Smita Singh, Associate Professor, Amrita School of Engineering, Bangalore

Dr.Aswath M U, Professor, BIT, Bangalore

Dr. R.V.Ranganath, Principal, BMSIT, Bangalore

Geopolymer concrete has emerged as a feasible alternative to ordinary Portland cement concrete. The term "geopolymer" was first introduced by Davidovits in 1978. "Geopolymer" describes a family of mineral binders that have a polymeric silicon-oxygen-aluminium framework structure, similar to that found in zeolites. These binders could be produced by a polymeric reaction of alkaline liquids with the silicon and the aluminium in source materials of geological origin or by-product materials such as fly ash, metakaolin, GGBS, red mud and rice husk ash.

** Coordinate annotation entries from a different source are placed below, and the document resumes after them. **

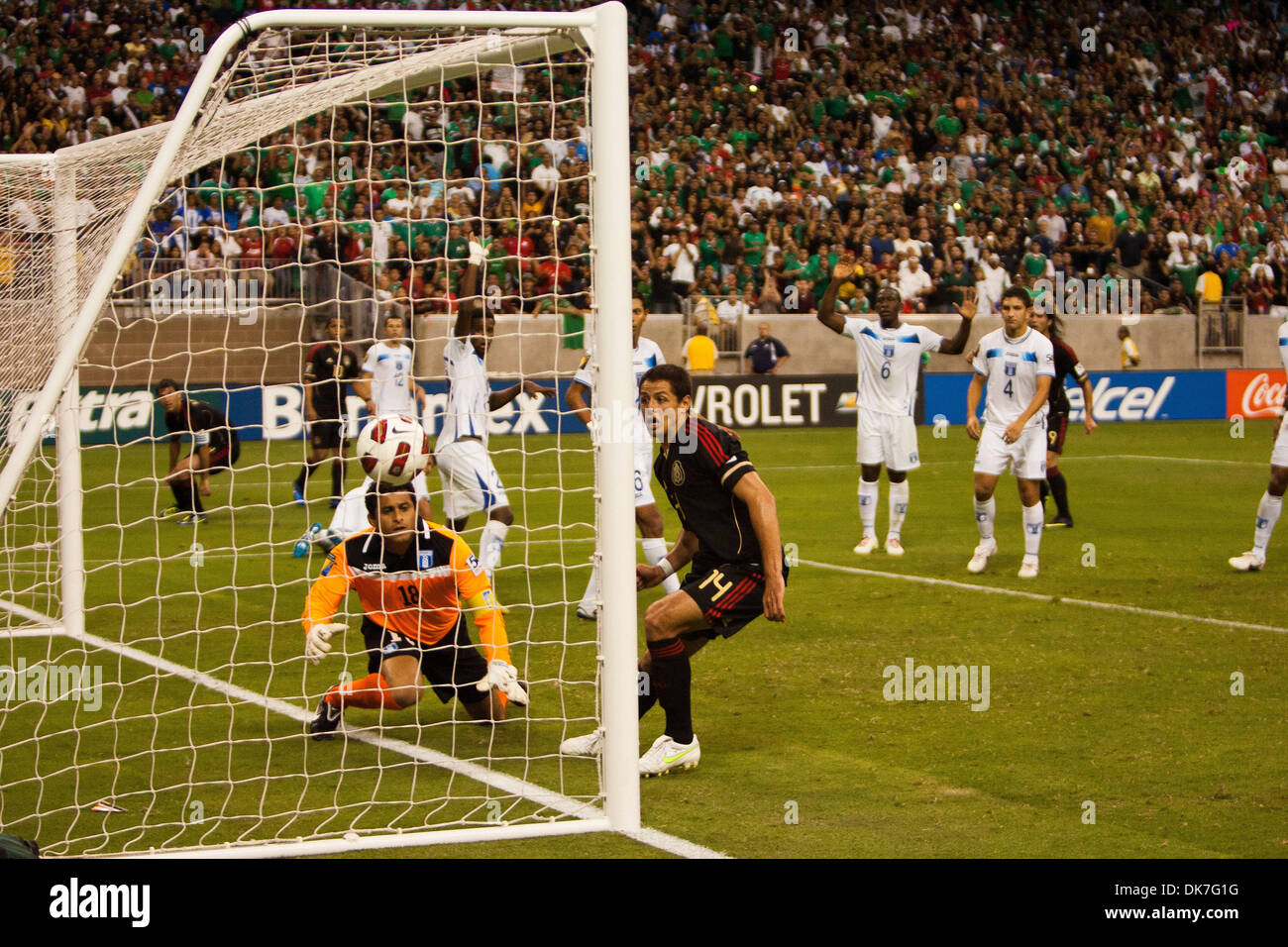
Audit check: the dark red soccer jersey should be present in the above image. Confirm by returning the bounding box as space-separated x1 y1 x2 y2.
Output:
653 414 763 571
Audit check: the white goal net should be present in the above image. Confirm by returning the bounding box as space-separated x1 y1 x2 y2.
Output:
0 4 639 856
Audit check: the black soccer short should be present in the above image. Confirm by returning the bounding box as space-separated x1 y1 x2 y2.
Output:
309 417 344 451
188 441 241 473
680 562 787 639
1047 412 1069 454
362 614 486 703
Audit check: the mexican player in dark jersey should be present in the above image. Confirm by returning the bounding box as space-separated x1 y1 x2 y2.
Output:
295 316 361 507
559 365 787 776
156 378 241 526
1029 308 1096 530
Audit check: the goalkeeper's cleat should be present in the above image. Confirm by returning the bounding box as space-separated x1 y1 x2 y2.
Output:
640 733 702 780
966 540 997 574
293 523 330 559
1231 549 1266 573
559 730 604 756
309 697 344 740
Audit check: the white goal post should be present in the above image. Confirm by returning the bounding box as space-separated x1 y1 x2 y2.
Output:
0 0 641 857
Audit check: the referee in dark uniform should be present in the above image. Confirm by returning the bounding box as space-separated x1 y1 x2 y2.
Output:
636 365 787 776
295 316 362 509
156 378 241 526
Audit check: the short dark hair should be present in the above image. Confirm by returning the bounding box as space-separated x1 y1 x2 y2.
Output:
364 480 416 519
640 362 693 401
1001 286 1033 309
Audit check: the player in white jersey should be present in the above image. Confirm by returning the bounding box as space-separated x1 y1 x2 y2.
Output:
295 471 434 559
564 296 680 620
966 286 1055 579
818 254 975 556
353 313 425 417
434 240 557 585
1231 322 1288 573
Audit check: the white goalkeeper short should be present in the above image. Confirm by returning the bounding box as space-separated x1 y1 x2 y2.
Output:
1270 421 1288 467
975 424 1046 480
859 406 921 471
635 440 656 509
434 440 510 519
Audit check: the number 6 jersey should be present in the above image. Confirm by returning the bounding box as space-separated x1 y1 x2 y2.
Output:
844 316 944 417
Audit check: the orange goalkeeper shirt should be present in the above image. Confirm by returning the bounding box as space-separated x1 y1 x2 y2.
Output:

It has been found that the ancient buildings like the Egyptian Pyramids and the Roman Coliseum were built from concrete which resembles the geopolymer concrete of today. In the recent years there has been a dramatic improvement in understanding the reaction mechanism and property development of geopolymer concrete and it can be used in many construction applications.

Chemical composition and polymerization of geopolymer cement

The polymerisation process involves a substantially fast chemical reaction under alkaline condition on Si-Al minerals, which results in a three dimensional polymeric chain and ring structure consisting of Si-O-Al-O bonds, as follows:

Mn [-(SiO₂) z-AlO₂] n . wH₂O

Where: M = the alkaline element or cat-ion such as potassium, sodium or calcium; the symbol – indicates the presence of a bond, n is the degree of polycondensation or polymerisation; z is 1, 2, 3, or higher.

The schematic formation of geopolymer material can be shown as described by Equations (A) and (B), fig 1.

Fig 1: Schematic Diagram of Geopolymerisation

To date, the exact mechanism of setting and hardening of the geopolymer material is not clear.

The chemical reaction may comprise the following steps:

• Dissolution of Si and Al atoms from the source material through the action of hydroxide ions.
• Transportation or orientation or condensation of precursor ions into monomers.
• Setting or polycondensation / polymerisation of monomers into polymeric structures.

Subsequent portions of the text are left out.